# New Article Published "Light & Legendary: VITUS 979"



## kohl57 (Mar 14, 2019)

I have recently published a new article on my “On the Drops” blog:

LIGHT & LEGENDARY: VITUS 979

https://on-the-drops.blogspot.com/2016/ ... s-979.html

This is actually a complete re-write and expansion of my original article on the Peugeot PX-10DU to include the whole story of the Vitus 979, its origins, development, design, manufacture, professional team use and commercial models.

The Vitus 979, in production from 1979-1997, was one of the most successful racing bicycles ever with more than 145,000 built and often tete de la course in the professional peloton from 1980-1988. Perhaps best associated with Sean Kelly, Peugeot’s “Foreign Legion” and the Colombians, it figured prominently in the internationalization of Continental cycling during the decade. 

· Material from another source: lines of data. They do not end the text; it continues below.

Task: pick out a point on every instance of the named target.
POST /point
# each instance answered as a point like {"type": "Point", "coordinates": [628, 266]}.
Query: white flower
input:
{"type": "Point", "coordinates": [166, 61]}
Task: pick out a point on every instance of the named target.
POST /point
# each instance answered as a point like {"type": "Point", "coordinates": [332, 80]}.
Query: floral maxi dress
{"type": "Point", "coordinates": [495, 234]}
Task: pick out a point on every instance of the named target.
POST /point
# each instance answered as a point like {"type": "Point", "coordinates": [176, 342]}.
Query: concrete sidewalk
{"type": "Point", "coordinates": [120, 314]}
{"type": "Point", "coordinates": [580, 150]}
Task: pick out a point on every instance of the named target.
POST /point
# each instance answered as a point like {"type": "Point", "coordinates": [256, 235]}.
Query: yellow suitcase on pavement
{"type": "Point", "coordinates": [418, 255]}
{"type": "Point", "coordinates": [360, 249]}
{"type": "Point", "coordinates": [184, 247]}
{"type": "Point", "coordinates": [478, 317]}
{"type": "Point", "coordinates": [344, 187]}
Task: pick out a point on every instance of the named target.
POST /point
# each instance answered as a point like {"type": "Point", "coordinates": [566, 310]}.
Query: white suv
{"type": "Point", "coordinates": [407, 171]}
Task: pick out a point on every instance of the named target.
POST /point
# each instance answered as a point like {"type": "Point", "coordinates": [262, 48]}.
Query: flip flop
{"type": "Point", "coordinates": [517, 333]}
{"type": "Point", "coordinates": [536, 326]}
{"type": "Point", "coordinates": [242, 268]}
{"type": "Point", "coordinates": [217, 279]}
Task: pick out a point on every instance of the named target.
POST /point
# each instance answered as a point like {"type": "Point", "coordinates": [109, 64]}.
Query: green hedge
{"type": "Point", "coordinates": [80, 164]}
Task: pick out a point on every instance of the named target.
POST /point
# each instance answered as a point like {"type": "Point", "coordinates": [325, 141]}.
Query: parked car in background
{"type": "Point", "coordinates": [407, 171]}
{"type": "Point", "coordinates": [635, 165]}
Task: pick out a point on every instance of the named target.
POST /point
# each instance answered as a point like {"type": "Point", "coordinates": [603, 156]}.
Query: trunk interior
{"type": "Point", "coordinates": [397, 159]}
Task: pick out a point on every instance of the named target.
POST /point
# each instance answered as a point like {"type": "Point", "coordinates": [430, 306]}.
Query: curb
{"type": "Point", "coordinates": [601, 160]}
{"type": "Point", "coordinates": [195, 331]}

As always, corrections, suggestions and additions of photos and information are welcome.

Peter Kohler
Washington, DC USA


----------



## slowride (Mar 14, 2019)

Greetings Peter, 
I read your article earlier this year and was thoroughly impressed by the painstaking lengths you have gone to in order to document this transitional period in bicycle construction.
Thank you so much for writing this!
Kind regards,
Steve

P.S. I have read most if not all of your other articles and loved those as well!


----------



## fat tire trader (Mar 15, 2019)

Hi Peter,
I just skimmed through your article. I'll read it slowly when I can make time. I have a 979 and a 992.
Thanks,
Chris


----------